The Decade’s Biggest Spectroscopy Breakthroughs
What’s the biggest spectroscopy breakthrough in the last 10 years – and why? Four spectroscopists from our 2021 Power List have the answers.
James Strachan |
Karen Faulds, Professor, Head of Bionanotechnology and Analytical Chemistry, Department of Pure and Applied Chemistry, University of Strathclyde, UK
There have been so many but I think an important one in surface-enhanced Raman spectroscopy (SERS) is that systems can be controlled to allow quantitative detection of bioanalytes which, coupled with the development of portable Raman spectrometers, has enabled so many great SERS assays to be developed that have real potential for translation into sensitive, quantitative, point of use clinical applications. Another area is the development of deep Raman approaches, pioneered by Pavel Matousek at Rutherford Appleton Laboratory, which opens up the possibility of meaningful Raman measurements at depth and in the future in vivo – and in humans.

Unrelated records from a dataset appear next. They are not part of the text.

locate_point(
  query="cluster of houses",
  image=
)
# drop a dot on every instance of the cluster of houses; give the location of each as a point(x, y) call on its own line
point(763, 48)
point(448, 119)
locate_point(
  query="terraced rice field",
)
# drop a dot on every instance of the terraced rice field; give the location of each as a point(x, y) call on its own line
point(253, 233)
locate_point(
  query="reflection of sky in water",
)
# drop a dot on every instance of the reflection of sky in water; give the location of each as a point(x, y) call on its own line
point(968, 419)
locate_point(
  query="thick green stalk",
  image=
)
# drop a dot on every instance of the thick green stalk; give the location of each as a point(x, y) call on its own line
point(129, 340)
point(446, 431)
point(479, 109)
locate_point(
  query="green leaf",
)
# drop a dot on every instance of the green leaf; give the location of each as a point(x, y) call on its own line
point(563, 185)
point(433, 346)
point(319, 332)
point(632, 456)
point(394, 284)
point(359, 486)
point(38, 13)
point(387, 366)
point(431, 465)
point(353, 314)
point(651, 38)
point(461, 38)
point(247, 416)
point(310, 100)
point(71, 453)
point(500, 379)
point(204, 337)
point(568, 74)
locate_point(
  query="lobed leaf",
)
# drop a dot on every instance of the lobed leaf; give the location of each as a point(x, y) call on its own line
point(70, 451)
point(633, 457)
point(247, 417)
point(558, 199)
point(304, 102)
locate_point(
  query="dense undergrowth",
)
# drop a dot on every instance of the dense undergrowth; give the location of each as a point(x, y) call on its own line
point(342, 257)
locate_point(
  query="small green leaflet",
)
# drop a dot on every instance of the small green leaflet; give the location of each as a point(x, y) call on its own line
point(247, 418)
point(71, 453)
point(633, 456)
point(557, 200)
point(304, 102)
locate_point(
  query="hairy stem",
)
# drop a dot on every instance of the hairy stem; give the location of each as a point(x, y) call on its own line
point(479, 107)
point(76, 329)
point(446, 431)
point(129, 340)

Rohit Bhargava, Founder Professor and Director, Cancer Center at Illinois, University of Illinois at Urbana-Champaign, USA
The biggest breakthrough in our field has been the ready availability of tunable lasers across the mid-IR spectral region. Over the prior four decades, IR spectroscopy had become synonymous with Fourier transform (FT) spectroscopy. With the advent of the fast FT and computation, the multiplexing advantages of wide bandwidth IR spectroscopy made data recording so efficient that FT-IR spectroscopy became unparalleled in performance. With the availability of quantum cascade lasers, a widely tunable, high intensity source became available. This technology has changed our field – spurring the development of new instrumentation, fast imaging, and novel capabilities – and it promises to be the basis of many more advances.
Rachel Popelka-Filcoff, Rock Art Australia Minderoo Chair in Archaeological Science, School of Geography, Earth and Atmospheric Sciences, Faculty of Science, The University of Melbourne, Australia
All the various forms of X-ray spectroscopy and their associated instrumentation have been invaluable to my research. From hand-held portable X-ray fluorescence (PXRF), SEM-EDS, to high-resolution X-ray microscopy (XFM), these methods each have their own advantages in compositional analysis and elemental mapping. In the field of archaeological science, techniques that are non-destructive and/or non-invasive are vitally important – especially when it’s not possible to take samples from cultural heritage materials.
Duncan Graham, Distinguished Professor and Head of Department, Pure and Applied Chemistry, University of Strathclyde, Glasgow, UK
I really like the creation of new probes for sensing conditions/molecules inside cells using Raman and/or stimulated Raman scattering – I think this is really game changing. This approach makes use of the vibrational frequency of alkynes being in the cell silent region and then changing in response to different stimuli, for example, pH or glutathione. Amazing work has been coming out of Japan and the US in this area.